The whole roots were collected from extreme lines in group II at 0, 4, 7 and 14 days after inoculation (DAI), with three biological replications. Roots from resistant and susceptible lines were mixed at each time point, respectively, resulting in 24 samples (R0, R4, R7, R14, S0, S4, S7 and S14, three biological replications for each) for RNA extraction and transcriptome sequencing (RNA-seq). Total RNA was extracted from these pooled root samples using TRNzol-A+ Reagent (TianGen, Beijing, China), and 24 library preparations were generated and sequenced on an Illumina Hiseq 2000^TM platform in Biomarker. Clean reads were aligned to B. oleracea reference genome. Fragments per kilobase of transcript per million fragments mapped (FRKM) was used as the indicator of gene expression level. DESeq2 was used for identifying differentially expressed genes (Love et al. 2014). Fold Change(FC)≥2.0 and false discovery rate (FDR)<0.01 were used as the screening criteria of differentially expressed genes (DEGs).

Quantitative RT-PCR

Reverse transcription was conducted using the FastQuant RT Super Mix (TIAN-GEN, China). The qPCR amplification was performed by using the 2×SYBR Green qPCR Master Mix (US Everbright®Inc., Suzhou, China) on a CFX96 Touch Deep Well™ Real-Time PCR Detection System (Bio-Rad, USA) with three biological replications. Differential gene expression was calculated using the 2^−ΔΔCt method. The BoActin1 was used as an internal reference control. Primer sequences for all genes were available in Online Resource 1.
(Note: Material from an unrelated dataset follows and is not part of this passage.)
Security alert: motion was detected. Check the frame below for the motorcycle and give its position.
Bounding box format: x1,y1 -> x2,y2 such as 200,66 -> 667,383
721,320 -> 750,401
Functional marker development

According to the genome sequence of interested region, a common polymorphic site between two parents and between extreme pools was developed for a molecular marker, of which the primers were 5’-TACACACGCTGATATACCAACA-3’ (forward) and 5’-TACACACGCTGCCCTGGAAA-3’ (reverse). The polymerase chain reaction (PCR) amplification was conducted among B. oleracea lines in group II. The PCR products were separated in 1.5 % agarose gels and visualized under UV light.

Clubroot resistance of parents and extreme pools

Clubroot resistance was investigated in two parental lines and the two F2 groups across two years (Online Resource 2). In group I/II, ‘GZ87’ exhibited a high resistance level to P. brassicae (DI = 6.3/0), while ‘263’ showed a DI value of 40/56.3. Each of 17/20 lines were selected from the 110/74 F2 vegetative lines in group I/II, presenting an average DI of 10.6/1.3 and 57.4/49.0 in the resistant and susceptible pools, respectively (Table 1). According to the DI value of the F2 population of group2, a skewed-right distribution bar graph was obtained (Fig. 1). This shows that the F2 population data we obtained were concentrated on a lower boundary, and the average DI in the population was greater than the median.

Identification of QTLs

An average of 10.2 Gb clean data (over 20× of the reference genome) was yielded for each parental line and extreme pool in group I, with GC content of 37.7% and Q30 > 92.2%. A range of 96.7~97.3% of the clean reads were aligned to the reference genome of B. oleracea. A total of 1,338,555 high-quality SNPs and 3,381,999 indels were detected between the parents and between two pools (Online Resource 3). While in group II, an average of 14.2 Gb clean data was yielded for each sample, with GC content of 37.6% and Q30 > 91.26%. A range of 88.67~90.09% of the clean reads were aligned to the reference genome of B. oleracea, revealing 732,713 high-quality SNPs and 30,624,760 indels for the following QTL-seq analysis (Online Resource 3).

After calculating Δ(SNP-index) of each locus and visualizing the Δ(SNP-index) trends by sliding window method within each group, 1/4 peaks were detected in group I/II with higher values than corresponding thresholds (Table 2). One QTL (qCRc7-1), in an interval from 38.33 to 44.14 Mb (5.81 Mb) on chromosome C07 was identified in group I. Four QTLs, one on chromosome C04 (qCRc4-1, 16.92~18.79 Mb) and three on chromosome C07 (qCRc7-2, 38.96~39.54 Mb; qCRc7-3, 41.38~42.52 Mb; qCRc7-4, 43.56~44.15 Mb) (Table 2) were detected in group II. Comparing QTLs between two groups, the three QTLs detected in group II were all located within the locus qCRc7-1 identified in group I (Fig. 2).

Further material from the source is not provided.